IR is an established independent predictor of a range of disorders. As resistance to insulin sets in long before any disease signs start appearing, so it is important to categorize and treat individuals with IR as early as possible. Moreover, IR affects a wide array of disease, so medical science is always on the lookout for sensitive and specific surrogate markers for IR so as to have early detection and treatment. Besides markers serve as sensitive detectors of early target organ damage.

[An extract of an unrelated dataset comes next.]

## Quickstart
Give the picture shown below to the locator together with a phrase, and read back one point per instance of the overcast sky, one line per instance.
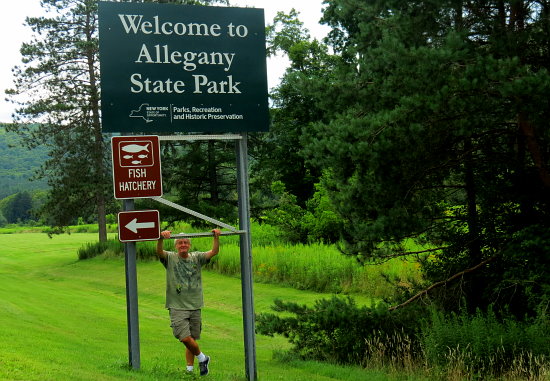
(14, 33)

Various methods employed to measure IR include – hyperinsulinemic-euglycemic glucose clamp, oral glucose tolerance test, measurement of fasting insulin levels, glucose/insulin ratio, insulinogenic index, homeostasis model assessment, quantitative insulin sensitivity check index, etc. However, most of these methods are difficult to apply in clinical practice for various reasons – require repeated blood sampling, require measurement of insulin levels, and analytical methods for measuring insulin levels are not standardized across all laboratories; there is need to have secondary derived surrogate markers for IR.
Various derived markers in use for IR are – Matsuda index, Gutt index, Stumvoll index, and Avignon index; all applying mathematical equations. Some newly marked markers for IR, mostly products/substrate of inflammation are – insulin growth factor binding protein-1, C-reactive protein, ferritin, adiponectin, and tumor necrosis factor-alpha, etc.
However, the buck does not stop here. Recently, the relationship of leptin and adrenomedullin has been studied as markers of IR particularly in polycystic ovary disease patients, and a positive association has been found.[7,8] These two may prove to be markers of the future for IR and may augment the already enriched kitty of markers for IR.